駅前の広場に、簡素なテーブルが一つ置かれ、その上には何本ものペットボトルが並べられていた。手書きの看板には、「特別な水 500円」と書かれている。

「何だろう、これ……?」

奇妙に思いつつも、疲れていた僕はそのまま通り過ぎようとした。

だが、ちらりとテーブルの店員を見ると、若い女性が一人で立っていた。可愛らしい顔立ちの彼女は、どこか心細げに人通りを眺めている。

客足はゼロだった。

なぜか買ってしまった

「全然売れてないんだろうな……」

そんなことを思いながら視線を外そうとした瞬間、彼女と目が合ってしまった。

「あっ……」

彼女の視線に一瞬戸惑ったが、申し訳なさそうな笑顔を見ていると、なぜかその場を通り過ぎるのがためらわれた。気がつけば、足が自然とテーブルに向かっていた。

「えっと……これ、どんな水なんですか?」

軽い気持ちで声をかけると、彼女は嬉しそうに説明を始めた。

「この水は、特別な山で採れた湧き水なんです。

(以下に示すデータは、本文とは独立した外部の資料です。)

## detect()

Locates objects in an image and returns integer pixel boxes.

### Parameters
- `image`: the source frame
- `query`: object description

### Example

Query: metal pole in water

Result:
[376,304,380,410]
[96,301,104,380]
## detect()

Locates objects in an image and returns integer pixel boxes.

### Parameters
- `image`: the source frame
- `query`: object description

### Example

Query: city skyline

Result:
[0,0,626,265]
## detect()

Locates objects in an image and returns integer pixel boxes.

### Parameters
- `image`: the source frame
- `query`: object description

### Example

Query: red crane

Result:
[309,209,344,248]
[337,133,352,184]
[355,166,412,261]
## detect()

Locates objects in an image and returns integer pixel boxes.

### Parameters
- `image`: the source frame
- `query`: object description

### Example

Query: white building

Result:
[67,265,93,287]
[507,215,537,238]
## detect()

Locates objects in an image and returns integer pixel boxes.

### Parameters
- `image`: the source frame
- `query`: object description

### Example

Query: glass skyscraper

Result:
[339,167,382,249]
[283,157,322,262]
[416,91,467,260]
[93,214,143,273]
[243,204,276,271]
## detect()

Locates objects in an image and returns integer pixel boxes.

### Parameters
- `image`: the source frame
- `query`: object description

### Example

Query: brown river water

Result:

すごく純粋で、飲むと心が軽くなると言われていて……ぜひ一度試してみてください!」

正直、説明は曖昧だったが、500円という値段にしてはやけに高級感のあるペットボトルだった。そして、何より彼女の一生懸命な様子に心を打たれ、つい財布を取り出していた。

「じゃあ、1本ください。」

そう言って渡されたボトルには、「清らかの泉」とだけ書かれていた。

家で飲んだ水

家に帰ると、買った水をキッチンのテーブルに置き、とりあえず夕飯を済ませた。

「心が軽くなる水、ねえ……」

半信半疑ながら、ペットボトルを開けて一口飲んでみた。

その瞬間、驚いた。

「これ、うまい……!」

普通の水とは明らかに違った。透き通るような冷たさが体中に広がり、喉を通るたびに、心がふわっと軽くなる感覚があった。まるで、長年の疲れやストレスが溶けていくようだった。

不思議な出来事

その夜、不思議な夢を見た。夢の中で、僕は青々とした山の中を歩いていた。どこかで見たことがあるような風景だったが、思い出せない。

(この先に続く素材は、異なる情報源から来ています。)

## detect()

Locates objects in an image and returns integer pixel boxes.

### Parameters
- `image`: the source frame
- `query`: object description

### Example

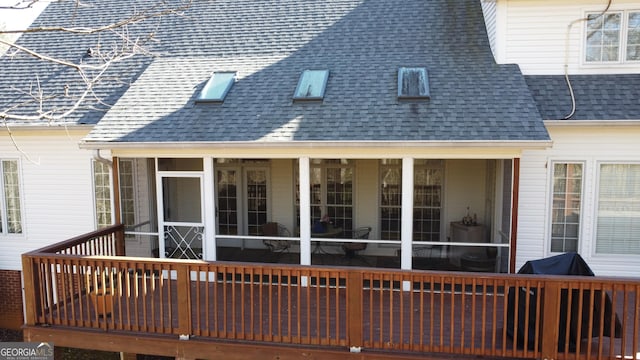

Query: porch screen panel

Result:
[247,170,267,235]
[295,159,354,232]
[596,164,640,255]
[327,168,353,229]
[413,160,443,241]
[217,169,238,235]
[380,159,402,241]
[551,163,583,252]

山奥には小さな泉があり、湧き水が静かに流れていた。泉のそばにはあの店員の女性が立っていて、にっこりと微笑みながら何かを言おうとしていた。

「……ありがとう……」

彼女がそう呟いた瞬間、夢から覚めた。

目が覚めた時、なんとも言えない心地よさが体中に広がっていた。

水の謎

翌日、駅前に同じ場所で水を売っていた女性をもう一度見かけた。

気になって再び近づいたが、テーブルの上にはペットボトルが1本も置かれていなかった。

「あれ、昨日の水はもう売り切れですか?」

そう尋ねると、彼女は首を振りながら微笑んだ。

「いえ、もうお店を閉めるんです。買ってくださってありがとうございました。」

それだけを言うと、彼女はテーブルを片付け始めた。

その後、彼女が姿を消すまで見ていたが、なぜかその瞬間、深い安堵感に包まれた。

今でも思い出す

あの水が何だったのかは今でも分からない。あの女性がどこから来たのかも謎のままだ。

だが、あのペットボトルの水を飲んだ夜以来、僕の心は以前より穏やかになり、少しずつ仕事のストレスにも耐えられるようになった。

まるで、あの水が僕の中に眠っていた何かを癒してくれたかのようだった。

それ以来、駅前を通るたびにあのテーブルを探してしまう自分がいる。もしかすると、再びあの水に出会える日が来るかもしれない――そんな期待を抱きながら。